Working with arrays, pointers and a race condition

After a couple of days going in circles and not finding the solution via google, I realize that I am missing a fundamental concept in C/C++/Cuda that I cannot define accurately and a guru could possibly point it out easily.

Here goes:

infile is an input file of e.g. 1000kb of data. infile needs to be split into chucks of 500kb each (possibly a larger file into 1000’s of chucks eventually). Each chuck of the file is processed by a thread. In single thread the input file is stored in char*. The idea (and problem) is to store each chuck in a char array i.e. chararray[1] = chunk2. Here chunk2 could be e.g 500kb long. This is the confusing part, since the C for noobs book says char stores only one character. I thought then a double array would fix that, the first dimension for the chunk/thread number and the second for the actual data e.g. for two chunks: double_array[1][?]. I tried that with a fixed length and also an array of a struct but in both cases ended up with the same issue as with the single array, which leads me to think the problem is more basic. A simplified version of the code is provided below. The simplification may have introduced some new bugs, but overall there should be less.

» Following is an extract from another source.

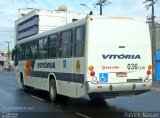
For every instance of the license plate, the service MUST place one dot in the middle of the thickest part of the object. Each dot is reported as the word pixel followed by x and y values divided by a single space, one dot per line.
pixel 121 74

Problem: the output of the outfile is fine for idx 0 and host_array[0]. In the code below, this means outfile is exactly like the source file. Perhaps by chance, because adding syncthreads after the copy back to host changes this as well. When running kernel 1,2 i.e idx 1 host_array[1] is empty, which is the main issue. host_array[1] in ‘principle’ should have another copy of infile in this example.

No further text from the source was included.